Results 1 to 8 of 8

Thread: FYI: UTF-8 + Manifest on Win10.1903 or better

  1. #1

    Thread Starter
    VB-aholic & Lovin' It LaVolpe's Avatar
    Join Date
    Oct 2007
    Location
    Beside Waldo
    Posts
    19,541

    FYI: UTF-8 + Manifest on Win10.1903 or better

    Starting with Win10.1903 one can use UTF8 encoded text and display it in a VB textbox as if textbox were unicode compatible.
    https://docs.microsoft.com/en-us/win...utf8-code-page

    Caveats: Manifest required and includes entries for
    - common controls v6 (i.e., theming)
    - <activeCodePage> element with its value set to: UTF-8
    Code:
    <?xml version="1.0" standalone="yes"?>
    <assembly manifestVersion="1.0" xmlns="urn:schemas-microsoft-com:asm.v1">
    	<assemblyIdentity name="My.Cool.New.Application" version="1.0.0.0" type="win32" processorArchitecture="x86"/>
    	<dependency>
    		<dependentAssembly>
    			<assemblyIdentity name="Microsoft.Windows.Common-Controls" version="6.0.0.0" type="win32" processorArchitecture="x86" publicKeyToken="6595b64144ccf1df" language="*"/>
    		</dependentAssembly>
    	</dependency>
    	<trustInfo xmlns="urn:schemas-microsoft-com:asm.v3">
    		<security>
    			<requestedPrivileges>
    				<requestedExecutionLevel level="asInvoker" uiAccess="false"/>
    			</requestedPrivileges>
    		</security>
    	</trustInfo>
    	<compatibility xmlns="urn:schemas-microsoft-com:compatibility.v1">
    		<application>
    			<supportedOS Id="{e2011457-1546-43c5-a5fe-008deee3d3f0}"/>
    			<supportedOS Id="{35138b9a-5d96-4fbd-8e2d-a2440225f93a}"/>
    			<supportedOS Id="{4a2f28e3-53b9-4441-ba9c-d69d4a4a6e38}"/>
    			<supportedOS Id="{1f676c76-80e1-4239-95bb-83d0f6d0da78}"/>
    			<supportedOS Id="{8e0f7a12-bfb3-4fe8-b9a5-48fd50a15a9a}"/>
    		</application>
    	</compatibility>
    	<application xmlns="urn:schemas-microsoft-com:asm.v3">
    		<windowsSettings>
    			<activeCodePage xmlns="http://schemas.microsoft.com/SMI/2019/WindowsSettings">UTF-8</activeCodePage>
    		</windowsSettings>
    	</application>
    </assembly>
    A quick test showed that with/without a BOM, the text appears correctly. In a sample project, I dumped a bunch of unicode text into NotePad and had it save the file as UTF-8. I then simply read the file into a byte array, ensuring the final byte was zero and sent that array to the textbox via SetWindowText API.

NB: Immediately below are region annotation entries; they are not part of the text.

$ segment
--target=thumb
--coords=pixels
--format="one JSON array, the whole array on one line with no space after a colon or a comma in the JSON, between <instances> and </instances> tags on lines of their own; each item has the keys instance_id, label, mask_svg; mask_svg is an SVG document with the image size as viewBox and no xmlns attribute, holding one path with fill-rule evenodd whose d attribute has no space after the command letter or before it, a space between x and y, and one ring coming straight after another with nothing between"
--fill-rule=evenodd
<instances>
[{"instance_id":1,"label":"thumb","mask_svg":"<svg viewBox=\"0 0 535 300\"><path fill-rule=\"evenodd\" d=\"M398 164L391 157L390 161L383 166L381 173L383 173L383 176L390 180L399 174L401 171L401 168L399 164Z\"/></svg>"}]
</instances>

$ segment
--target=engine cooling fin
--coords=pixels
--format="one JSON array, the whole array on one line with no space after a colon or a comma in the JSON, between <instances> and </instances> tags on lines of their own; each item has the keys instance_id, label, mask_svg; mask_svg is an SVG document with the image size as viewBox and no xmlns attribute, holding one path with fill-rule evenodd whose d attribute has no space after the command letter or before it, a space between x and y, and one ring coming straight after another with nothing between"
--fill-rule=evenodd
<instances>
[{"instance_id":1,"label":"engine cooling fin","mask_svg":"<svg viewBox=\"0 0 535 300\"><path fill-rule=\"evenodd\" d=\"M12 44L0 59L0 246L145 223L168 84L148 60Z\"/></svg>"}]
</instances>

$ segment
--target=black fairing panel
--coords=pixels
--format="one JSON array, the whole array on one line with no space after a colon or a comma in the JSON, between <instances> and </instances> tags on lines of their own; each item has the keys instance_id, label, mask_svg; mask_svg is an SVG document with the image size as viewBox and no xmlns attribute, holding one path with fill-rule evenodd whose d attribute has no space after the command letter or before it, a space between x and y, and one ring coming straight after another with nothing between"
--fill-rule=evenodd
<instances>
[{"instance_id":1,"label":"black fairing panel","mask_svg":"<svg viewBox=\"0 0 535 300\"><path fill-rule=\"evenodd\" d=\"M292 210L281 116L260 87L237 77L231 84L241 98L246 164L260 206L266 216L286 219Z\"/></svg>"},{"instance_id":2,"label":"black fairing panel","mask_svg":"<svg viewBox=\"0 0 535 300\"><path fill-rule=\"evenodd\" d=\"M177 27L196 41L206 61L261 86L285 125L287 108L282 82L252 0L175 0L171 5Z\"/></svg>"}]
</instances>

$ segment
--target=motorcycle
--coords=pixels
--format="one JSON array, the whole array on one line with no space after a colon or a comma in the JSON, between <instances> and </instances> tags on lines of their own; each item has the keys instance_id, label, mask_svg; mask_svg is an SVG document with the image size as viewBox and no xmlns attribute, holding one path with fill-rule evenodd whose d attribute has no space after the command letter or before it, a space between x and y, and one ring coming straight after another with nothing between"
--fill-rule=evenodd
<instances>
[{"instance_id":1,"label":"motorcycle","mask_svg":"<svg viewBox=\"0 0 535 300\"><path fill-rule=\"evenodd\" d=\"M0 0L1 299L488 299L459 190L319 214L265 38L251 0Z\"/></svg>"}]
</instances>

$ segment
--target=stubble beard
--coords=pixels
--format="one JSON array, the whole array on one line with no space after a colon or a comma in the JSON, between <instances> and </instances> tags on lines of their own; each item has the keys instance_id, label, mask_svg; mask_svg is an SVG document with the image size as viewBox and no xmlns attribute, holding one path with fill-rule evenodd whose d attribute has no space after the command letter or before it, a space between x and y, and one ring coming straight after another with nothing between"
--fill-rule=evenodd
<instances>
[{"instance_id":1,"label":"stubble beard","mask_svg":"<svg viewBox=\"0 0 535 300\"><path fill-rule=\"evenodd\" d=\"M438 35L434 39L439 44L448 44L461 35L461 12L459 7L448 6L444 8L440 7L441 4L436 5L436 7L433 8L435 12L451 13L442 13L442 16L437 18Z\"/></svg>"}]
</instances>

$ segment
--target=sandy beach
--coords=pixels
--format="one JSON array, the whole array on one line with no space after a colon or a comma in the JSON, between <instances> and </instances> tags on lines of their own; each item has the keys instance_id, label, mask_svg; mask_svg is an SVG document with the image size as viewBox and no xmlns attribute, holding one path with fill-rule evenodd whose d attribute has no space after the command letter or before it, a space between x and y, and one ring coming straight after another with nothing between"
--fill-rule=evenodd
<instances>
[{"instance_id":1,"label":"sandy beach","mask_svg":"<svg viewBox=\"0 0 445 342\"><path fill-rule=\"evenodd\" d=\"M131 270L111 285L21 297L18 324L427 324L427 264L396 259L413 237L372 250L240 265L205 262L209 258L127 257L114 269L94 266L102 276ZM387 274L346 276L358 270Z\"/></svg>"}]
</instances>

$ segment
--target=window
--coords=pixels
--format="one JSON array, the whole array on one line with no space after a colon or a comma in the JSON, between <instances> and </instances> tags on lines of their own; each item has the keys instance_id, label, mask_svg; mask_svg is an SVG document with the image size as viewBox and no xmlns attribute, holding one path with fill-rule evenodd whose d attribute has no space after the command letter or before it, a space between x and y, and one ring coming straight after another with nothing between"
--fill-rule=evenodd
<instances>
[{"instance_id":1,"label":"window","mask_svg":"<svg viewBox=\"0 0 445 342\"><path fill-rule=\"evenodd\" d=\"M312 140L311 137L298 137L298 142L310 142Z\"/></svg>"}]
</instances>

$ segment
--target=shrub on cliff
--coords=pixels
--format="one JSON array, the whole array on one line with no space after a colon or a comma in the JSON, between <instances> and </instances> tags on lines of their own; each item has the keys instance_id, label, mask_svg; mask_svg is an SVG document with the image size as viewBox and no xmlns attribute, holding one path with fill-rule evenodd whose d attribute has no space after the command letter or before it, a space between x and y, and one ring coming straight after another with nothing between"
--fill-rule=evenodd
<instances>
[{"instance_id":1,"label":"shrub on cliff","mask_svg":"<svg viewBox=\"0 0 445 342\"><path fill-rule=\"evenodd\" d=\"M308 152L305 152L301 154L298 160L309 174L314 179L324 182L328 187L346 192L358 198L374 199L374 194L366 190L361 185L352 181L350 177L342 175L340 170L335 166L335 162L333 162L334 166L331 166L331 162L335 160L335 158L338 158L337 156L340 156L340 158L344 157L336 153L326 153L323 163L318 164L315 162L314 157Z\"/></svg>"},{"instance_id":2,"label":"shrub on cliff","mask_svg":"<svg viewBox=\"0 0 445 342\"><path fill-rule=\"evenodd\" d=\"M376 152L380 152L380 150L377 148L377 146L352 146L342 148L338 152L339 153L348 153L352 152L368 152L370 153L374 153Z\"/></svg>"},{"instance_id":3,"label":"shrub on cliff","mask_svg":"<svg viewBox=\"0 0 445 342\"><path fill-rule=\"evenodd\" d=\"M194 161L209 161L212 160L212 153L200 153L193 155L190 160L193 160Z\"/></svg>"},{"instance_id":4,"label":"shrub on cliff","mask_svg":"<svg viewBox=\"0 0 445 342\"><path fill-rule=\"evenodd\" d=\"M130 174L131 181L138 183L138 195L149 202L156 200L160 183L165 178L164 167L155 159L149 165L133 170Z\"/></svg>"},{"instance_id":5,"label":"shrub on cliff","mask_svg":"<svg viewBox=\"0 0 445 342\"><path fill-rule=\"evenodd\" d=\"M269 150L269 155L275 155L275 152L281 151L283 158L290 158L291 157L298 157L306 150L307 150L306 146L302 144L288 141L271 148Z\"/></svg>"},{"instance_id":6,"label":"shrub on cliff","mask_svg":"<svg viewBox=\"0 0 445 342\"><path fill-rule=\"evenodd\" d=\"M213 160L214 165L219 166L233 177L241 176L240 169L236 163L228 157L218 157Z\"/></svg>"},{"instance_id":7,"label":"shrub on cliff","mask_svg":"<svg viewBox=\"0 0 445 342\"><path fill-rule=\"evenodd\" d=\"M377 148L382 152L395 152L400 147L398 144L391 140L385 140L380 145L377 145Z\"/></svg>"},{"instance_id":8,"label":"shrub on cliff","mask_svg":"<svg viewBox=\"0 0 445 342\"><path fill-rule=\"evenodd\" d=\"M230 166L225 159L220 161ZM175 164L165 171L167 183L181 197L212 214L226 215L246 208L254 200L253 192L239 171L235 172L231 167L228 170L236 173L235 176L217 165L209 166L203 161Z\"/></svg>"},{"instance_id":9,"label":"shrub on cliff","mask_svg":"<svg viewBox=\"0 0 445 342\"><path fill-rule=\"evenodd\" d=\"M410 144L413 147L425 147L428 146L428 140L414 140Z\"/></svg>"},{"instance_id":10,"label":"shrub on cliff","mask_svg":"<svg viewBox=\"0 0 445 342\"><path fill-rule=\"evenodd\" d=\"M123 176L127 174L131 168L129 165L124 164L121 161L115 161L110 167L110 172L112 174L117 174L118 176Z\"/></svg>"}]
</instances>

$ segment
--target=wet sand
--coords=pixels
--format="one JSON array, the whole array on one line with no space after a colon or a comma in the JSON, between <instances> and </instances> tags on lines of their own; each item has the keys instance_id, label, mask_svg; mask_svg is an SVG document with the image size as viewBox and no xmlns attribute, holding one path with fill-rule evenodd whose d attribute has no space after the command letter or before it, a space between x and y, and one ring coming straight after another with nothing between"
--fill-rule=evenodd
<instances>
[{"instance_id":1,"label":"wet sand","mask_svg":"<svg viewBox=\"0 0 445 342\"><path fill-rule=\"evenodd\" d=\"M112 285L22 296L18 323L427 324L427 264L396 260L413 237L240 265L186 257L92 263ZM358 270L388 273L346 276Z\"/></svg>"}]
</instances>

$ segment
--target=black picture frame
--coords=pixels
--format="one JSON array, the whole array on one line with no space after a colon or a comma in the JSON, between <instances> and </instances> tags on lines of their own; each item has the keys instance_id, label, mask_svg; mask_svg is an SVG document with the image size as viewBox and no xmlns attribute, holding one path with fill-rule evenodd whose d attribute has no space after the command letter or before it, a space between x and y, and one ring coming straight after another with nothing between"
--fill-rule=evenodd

    Here's the declaration. Notice that we are using the A, not W unicode, version of the API. Windows added UTF-8 ability for A-version APIs starting with I think Win10.1803
    Code:
    Private Declare Function SetWindowText Lib "user32.dll" Alias "SetWindowTextA" (ByVal hwnd As Long, lpString As Any) As Long
    
       ... read utf-8 file into BYTE array: aData()
        SetWindowText Text1.hwnd, aData(0)
    Note. Trying this without manifesting for common controls failed to display text correctly. Also, trying with common controls and without the new activeCodePage entry failed to display text correctly. I did not test this with theming disabled.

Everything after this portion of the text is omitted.